Channel partners, such as ATMP Solutions, work in tandem with organizations like the Michigan Center for Effective IT Adoption (M-CEITA), one of about 60 federally funded regional IT centers that assist medical providers throughout the entire adoption process. Among other things, M-CEITA helps medical providers achieve ’meaningful use’ and access EHR incentive payments.

M-CEITA also serves as a liaison between the medical provider and channel partner, by assisting medical providers in search of service providers who will help them transition to EHRs and effectively secure patient data.

Next: HITECH Financial Incentives Translate Open Doors For Solution Providers

The financial incentives translate into the tens of thousands of dollars, distributed from various pools of money that include direct federal funds to reimburse the costs of EHRs, as well as other pools out of HITECH that are funneled into IT training and education programs for health-care providers. Other pools of money are also allocated to build regional extension centers such as M-CEITA.

Under HITECH , physicians can qualify for up to $44,000 in Medicare bonus incentives if they demonstrate ’meaningful use’ of an EHR while physicians that deal with a high volume of Medicaid patients can qualify for up to $65,000 in incentives.

Beginning in 2015, physicians who fail to implement EHRs will be penalized with a 1 percent Medicare fee reduction, which will increase to a 3 percent Medicare fee reduction by 2017.

Subsequently, one of the biggest opportunities is conducting HIPAA-specific assessments and audits to get customers up to code and pave the way for the transition to EHRs.

Service providers rely on niche tools, such as eGestalt’s SecureGRC SB, a compliance tool that automates the security process by breaking down HIPAA activities and detecting any compliance holes. The product incorporates an automated risk calculator, which detects areas of the business that are not in compliance, identifies the highest risk facets and makes them a priority for remediation.

’It’s not just about doing HIPAA. It’s really the execution in compiling that checklist -- requiring things like encryption, unified threat management firewall, disaster recovery. All of the sweet spots for IT service providers,’ said Jim Hare, channel chief for eGestalt Technologies . ’It just happens to be mandated by law.’

Other channel opportunities include remediation, backup and recovery services, encryption services that incorporate data at rest and in transit, and consulting opportunities in helping organizations create disaster recovery and clinical continuity plans, Dylewski said.

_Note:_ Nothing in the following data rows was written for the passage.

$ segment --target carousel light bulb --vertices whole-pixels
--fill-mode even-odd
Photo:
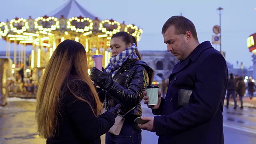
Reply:
[[[88,45],[88,39],[85,40],[85,51],[88,52],[89,51],[89,46]]]
[[[109,60],[110,59],[111,57],[111,56],[110,56],[110,52],[108,52],[108,60]]]
[[[31,50],[31,68],[34,68],[34,58],[35,51],[34,50]]]
[[[63,42],[65,40],[65,38],[64,37],[61,38],[61,42]]]
[[[79,38],[78,37],[76,37],[76,38],[75,38],[75,40],[77,41],[77,42],[79,42]]]
[[[55,42],[53,42],[53,44],[52,45],[52,48],[54,51],[55,50],[55,49],[56,49],[56,43],[55,43]]]
[[[50,48],[50,58],[51,58],[51,57],[52,56],[52,48]]]
[[[105,51],[105,68],[108,66],[108,52],[107,51]]]
[[[40,68],[40,56],[41,56],[41,49],[37,50],[37,67]]]

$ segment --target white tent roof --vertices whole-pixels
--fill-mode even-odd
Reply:
[[[56,10],[47,14],[48,16],[60,18],[63,15],[66,18],[80,16],[94,20],[96,17],[83,8],[76,0],[69,0]]]
[[[159,76],[158,76],[156,74],[155,74],[154,76],[154,80],[153,80],[154,81],[157,81],[158,82],[161,82],[162,79]]]

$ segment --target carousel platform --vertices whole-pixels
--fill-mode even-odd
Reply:
[[[26,94],[22,93],[9,93],[9,97],[17,97],[26,98],[36,98],[36,94],[32,92],[28,92]]]

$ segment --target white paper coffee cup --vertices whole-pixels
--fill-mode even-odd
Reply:
[[[158,86],[146,86],[146,95],[148,96],[148,105],[156,105],[158,101]]]

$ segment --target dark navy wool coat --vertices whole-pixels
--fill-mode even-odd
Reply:
[[[160,115],[154,118],[158,143],[224,144],[222,111],[228,78],[225,58],[209,41],[178,62],[165,98],[158,109],[152,110]],[[180,89],[192,93],[186,104],[178,106]]]

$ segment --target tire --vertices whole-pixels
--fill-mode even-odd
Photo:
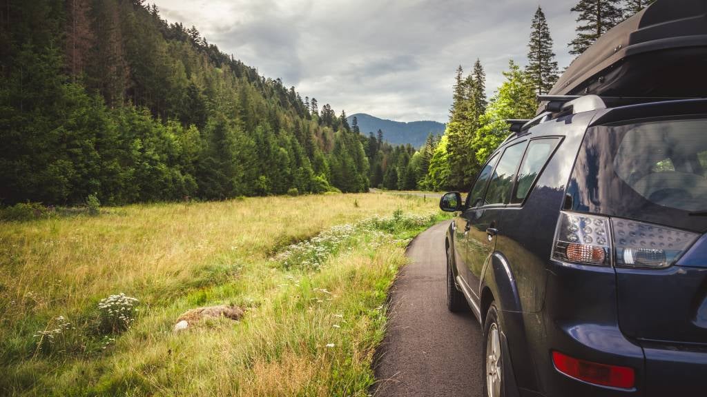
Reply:
[[[469,310],[469,304],[464,294],[457,289],[457,281],[454,279],[454,253],[452,247],[447,247],[447,309],[450,312],[458,312]]]
[[[501,333],[498,310],[496,302],[491,302],[486,312],[484,324],[484,343],[481,345],[481,368],[484,369],[482,390],[485,397],[501,397],[506,392],[503,345],[501,341]]]

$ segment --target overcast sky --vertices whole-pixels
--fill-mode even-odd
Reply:
[[[577,0],[148,0],[209,43],[280,77],[320,107],[446,122],[455,71],[481,59],[489,95],[509,59],[525,65],[543,7],[560,69],[571,57]]]

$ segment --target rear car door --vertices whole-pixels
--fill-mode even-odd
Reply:
[[[469,191],[467,195],[466,203],[464,206],[467,208],[459,214],[454,220],[454,248],[457,264],[457,274],[462,276],[466,282],[467,286],[473,285],[469,279],[467,269],[469,265],[469,231],[471,227],[472,217],[474,216],[474,210],[471,210],[472,203],[483,200],[486,194],[486,185],[489,184],[489,179],[491,179],[496,167],[496,163],[498,160],[498,155],[494,155],[481,169],[481,172],[477,177],[476,182]],[[474,292],[477,291],[474,290]]]
[[[483,199],[470,203],[467,211],[469,223],[467,278],[470,290],[479,296],[481,273],[496,247],[501,213],[508,203],[527,141],[509,146],[503,150]]]

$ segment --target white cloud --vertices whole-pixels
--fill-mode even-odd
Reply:
[[[163,18],[338,112],[446,122],[459,64],[479,58],[493,94],[509,59],[524,64],[538,1],[153,0]],[[543,0],[561,68],[576,0]]]

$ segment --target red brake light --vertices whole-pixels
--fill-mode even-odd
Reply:
[[[579,360],[552,352],[552,362],[560,372],[590,384],[621,389],[632,389],[636,375],[633,368],[607,365]]]

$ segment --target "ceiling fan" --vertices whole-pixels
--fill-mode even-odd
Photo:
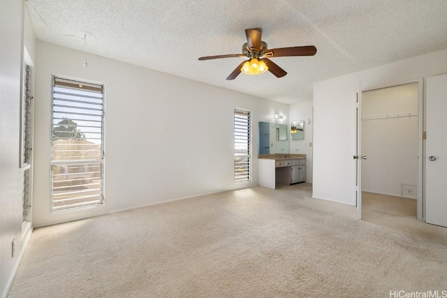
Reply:
[[[316,47],[314,45],[302,47],[279,47],[268,49],[267,43],[261,40],[262,30],[259,28],[245,29],[247,43],[242,45],[242,54],[206,56],[199,60],[210,60],[220,58],[247,57],[249,60],[242,61],[228,75],[227,80],[234,80],[242,72],[247,75],[260,75],[268,70],[277,77],[282,77],[287,73],[269,58],[289,56],[314,56]]]

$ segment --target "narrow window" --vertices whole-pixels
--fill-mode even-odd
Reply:
[[[22,222],[31,222],[31,168],[32,147],[32,120],[31,120],[31,68],[27,64],[23,70],[23,88],[22,95],[22,111],[20,122],[20,163],[23,171]]]
[[[103,87],[53,77],[52,211],[102,204]]]
[[[250,112],[235,110],[235,182],[251,181]]]

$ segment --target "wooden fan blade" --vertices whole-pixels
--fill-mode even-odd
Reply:
[[[261,50],[261,37],[262,33],[262,30],[258,28],[245,29],[247,43],[249,47],[256,49],[257,50]]]
[[[204,57],[200,57],[198,59],[210,60],[210,59],[218,59],[221,58],[233,58],[233,57],[245,57],[246,56],[242,54],[228,54],[228,55],[217,55],[217,56],[206,56]]]
[[[239,66],[237,66],[234,70],[233,70],[233,73],[230,73],[230,75],[228,75],[226,79],[228,81],[230,80],[235,79],[236,77],[238,76],[239,74],[240,73],[240,69],[242,68],[242,66],[245,62],[246,61],[244,61],[240,64],[239,64]]]
[[[265,62],[265,65],[268,67],[268,71],[273,73],[277,77],[282,77],[287,75],[286,70],[280,68],[268,58],[263,58],[262,61]]]
[[[316,47],[314,45],[303,47],[279,47],[269,49],[264,52],[266,57],[284,57],[287,56],[314,56],[316,53]]]

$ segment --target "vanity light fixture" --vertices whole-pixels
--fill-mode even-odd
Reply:
[[[284,115],[280,115],[279,114],[275,114],[274,116],[273,116],[273,119],[284,119]]]

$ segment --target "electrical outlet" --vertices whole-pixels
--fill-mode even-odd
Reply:
[[[11,258],[14,258],[14,253],[15,253],[15,238],[13,239],[11,248],[12,248]]]
[[[403,197],[416,198],[416,186],[402,184],[401,195]]]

And the opportunity extends beyond doctors’ offices, he added.

HITECH also contains refinements to HIPAA that extended security mandates not just to medical providers, but their partners -- or business associates -- which also have access to private client health information.

"As long as that business associate [BA] has visibility to the data, they’re by default liable,’ Dylewski said. ’Even if you don’t’ have a BA agreement in place, you’re still liable for HIPAA laws.’

That’s where some of the biggest channel opportunity can be found, Dylewski said. While many medical providers are aware of the new security requirements and have already begun the process of implementing EMRs and data security protections, many of their business associates, have not, he said.